Research & Commentary: Florida Hurricane Catastrophe Fund
As in all states with significant hurricane risks, windstorm coverage is expensive for people in Florida. To control the costs of this coverage, Florida’s legislature has established the Florida Hurricane Catastrophe Fund, a massive government-owned reinsurance entity. All private insurers operating in the state are required to buy coverage from the Cat Fund (as it’s commonly known), and the Florida Citizens Property Insurance Corporation buys only Cat Fund coverage.
In theory, the Cat Fund provides reinsurance (insurance for insurance companies) at below-market rates and thereby produces savings they can pass on to consumers. This system, however, poses enormous risks to Florida’s fiscal future. According to Ray Lehmann, deputy director of the Center on Finance, Insurance, and Real Estate at The Heartland Institute, these liabilities have risen to multibillion-dollar levels: “The Florida Hurricane Catastrophe Fund has $18.4 billion of liabilities this year, and the fund’s own management concedes that its funding structure would leave it billions short of its obligations should a major storm hit the Sunshine State.”
These liabilities are impossible to pay. No state ever gas issued more than $11 billion in bonds all at once. Changes are needed to reform the Cat Fund.
New reform proposals include H.B. 833, a bill sponsored by state Rep. Bill Hager (R-Boca Raton). The bill is based on a reform previously proposed by Jack Nicholson, the Florida Cat Fund’s chief operating officer, and is designed to reduce or eliminate the possibility of the fund going broke after a storm and posing a risk to the state’s fiscal future.
The following articles examine the financial foundations and implications of the Florida Hurricane Catastrophe Fund.
Workable Solutions for Florida’s Challenging Insurance Problems
In a study from the James Madison Institute, JMI adjunct scholars Eli Lehrer and Ray Lehmann of The Heartland Institute examine Florida’s property and casualty insurance environment and its unique challenges. They make a case for reform of the system and outline several recommendations for changes that could be implemented in the 2012 legislative session.

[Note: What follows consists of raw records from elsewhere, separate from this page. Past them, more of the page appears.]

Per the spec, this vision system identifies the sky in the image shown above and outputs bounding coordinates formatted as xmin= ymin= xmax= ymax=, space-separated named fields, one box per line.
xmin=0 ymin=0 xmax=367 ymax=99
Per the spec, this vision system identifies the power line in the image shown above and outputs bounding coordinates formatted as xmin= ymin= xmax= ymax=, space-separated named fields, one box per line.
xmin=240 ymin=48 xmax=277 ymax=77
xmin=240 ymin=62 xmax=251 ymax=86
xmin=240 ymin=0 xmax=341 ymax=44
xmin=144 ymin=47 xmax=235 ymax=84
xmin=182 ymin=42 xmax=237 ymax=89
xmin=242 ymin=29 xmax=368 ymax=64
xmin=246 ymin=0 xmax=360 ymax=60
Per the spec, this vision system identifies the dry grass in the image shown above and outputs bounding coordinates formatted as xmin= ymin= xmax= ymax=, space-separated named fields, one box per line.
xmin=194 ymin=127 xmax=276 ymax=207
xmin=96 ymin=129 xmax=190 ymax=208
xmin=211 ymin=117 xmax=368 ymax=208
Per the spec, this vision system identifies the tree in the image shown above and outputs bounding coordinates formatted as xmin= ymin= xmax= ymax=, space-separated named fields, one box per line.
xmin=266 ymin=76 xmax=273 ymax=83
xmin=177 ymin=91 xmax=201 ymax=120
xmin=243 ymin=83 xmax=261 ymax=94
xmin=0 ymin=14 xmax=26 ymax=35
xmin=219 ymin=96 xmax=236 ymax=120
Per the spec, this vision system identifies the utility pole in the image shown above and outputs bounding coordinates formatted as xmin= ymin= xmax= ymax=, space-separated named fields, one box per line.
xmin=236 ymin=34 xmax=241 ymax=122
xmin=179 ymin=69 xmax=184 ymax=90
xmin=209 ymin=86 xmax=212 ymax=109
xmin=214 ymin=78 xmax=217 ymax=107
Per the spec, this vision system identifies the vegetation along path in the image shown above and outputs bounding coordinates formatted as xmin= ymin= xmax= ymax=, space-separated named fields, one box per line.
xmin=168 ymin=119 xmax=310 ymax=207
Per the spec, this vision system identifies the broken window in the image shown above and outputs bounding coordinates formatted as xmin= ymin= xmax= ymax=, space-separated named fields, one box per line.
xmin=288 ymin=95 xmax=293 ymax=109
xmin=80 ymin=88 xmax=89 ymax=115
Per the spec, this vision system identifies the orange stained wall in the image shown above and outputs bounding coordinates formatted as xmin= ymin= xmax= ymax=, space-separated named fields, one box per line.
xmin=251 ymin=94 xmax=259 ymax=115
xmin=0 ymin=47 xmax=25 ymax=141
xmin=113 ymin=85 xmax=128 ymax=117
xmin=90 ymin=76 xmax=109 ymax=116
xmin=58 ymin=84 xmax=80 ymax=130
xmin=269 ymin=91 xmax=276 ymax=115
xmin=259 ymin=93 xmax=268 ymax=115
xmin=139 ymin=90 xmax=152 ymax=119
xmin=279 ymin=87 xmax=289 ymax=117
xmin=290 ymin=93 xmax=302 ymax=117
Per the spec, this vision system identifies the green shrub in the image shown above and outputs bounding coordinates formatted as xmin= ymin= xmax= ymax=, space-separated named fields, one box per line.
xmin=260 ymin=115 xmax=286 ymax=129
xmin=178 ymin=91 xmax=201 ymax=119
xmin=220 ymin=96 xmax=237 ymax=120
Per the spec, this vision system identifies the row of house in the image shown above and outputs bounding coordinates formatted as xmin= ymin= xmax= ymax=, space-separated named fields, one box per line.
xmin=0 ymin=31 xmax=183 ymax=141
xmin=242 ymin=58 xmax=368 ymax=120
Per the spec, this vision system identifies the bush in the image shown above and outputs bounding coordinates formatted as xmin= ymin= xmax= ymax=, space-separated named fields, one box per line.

Hard Feelings, Doubts Linger over Florida Insurance Reform Law
Heartland Institute Research Fellow Steve Stanek writes in the Heartlander digital magazine about S.B. 408, a proposed Florida law designed to lower costs for property insurance carriers and increase competition. Stanek speaks with Christian Camara, Florida director of Heartland, and quotes the bill’s sponsors.
Catastrophe Risk and the Regulation of Property Insurance
Robert Klein examines the regulation of property insurance markets affected by catastrophe risk, particularly the risk of tropical storms and hurricanes. The severe storm seasons of 2004–2005 and insurers’ resulting reassessment of hurricane risk and related actions have raised a number of issues and a range of regulatory reactions in various states. Klein reviews the areas of regulation that are most pertinent to the affected insurance markets and outlines principles and realities that generally pertain to these areas.
Florida Catastrophe Fund Faces Shortfall: Official Advocates Reduction of Fund’s Reinsurance Role
Sonja Ryst speaks with several insurance experts and regulators about the Florida Hurricane Catastrophe Fund. Several of these experts advocate reduction of the program and call for reform.
Patching Florida’s Catastrophe Fund
This editorial from the Tampa Tribune discusses an insurance reform proposal offered by state Rep. Bill Hager (R-Boca Raton) and based on reforms previously proposed by Jack Nicholson, the Florida Cat Fund’s chief operating officer. The legislation would shift more of the risk to insurers and reduce the cap for the special insurance tax that can be levied after an emergency.
Insurers, Regulators Spar Over Hurricane Risks
Writing in FIRE Policy News, The Heartland Institute’s Matthew Glans discusses the argument between Florida insurers and state regulators over how windstorm insurance regulations work and affect the insurance market.
Property Insurance Solutions to Protect Homeowners, Taxpayers, and Florida Government from Financial Devastation
This paper explains why and how the Florida Legislature and the state’s other elected leaders could revise the state’s laws and reduce the state’s fiscal peril.
Florida Cat Fund Officer Proposes Reforms for Safer Financial Footing
Writing in the Heartlander digital magazine, Matthew Glans describes the proposed reforms crafted by Florida Hurricane Catastrophe Fund Chief Operating Officer Jack Nicholson to put the giant taxpayer-backed reinsurer on a sounder financial footing.
Hurricanes: Florida’s Fund Can Be Repaired
Eli Lehrer of The Heartland Institute notes in this Jacksonville Times-Union op-ed that opportunities to reform Florida’s catastrophe fund do exist and should be considered before the state faces a storm it cannot afford.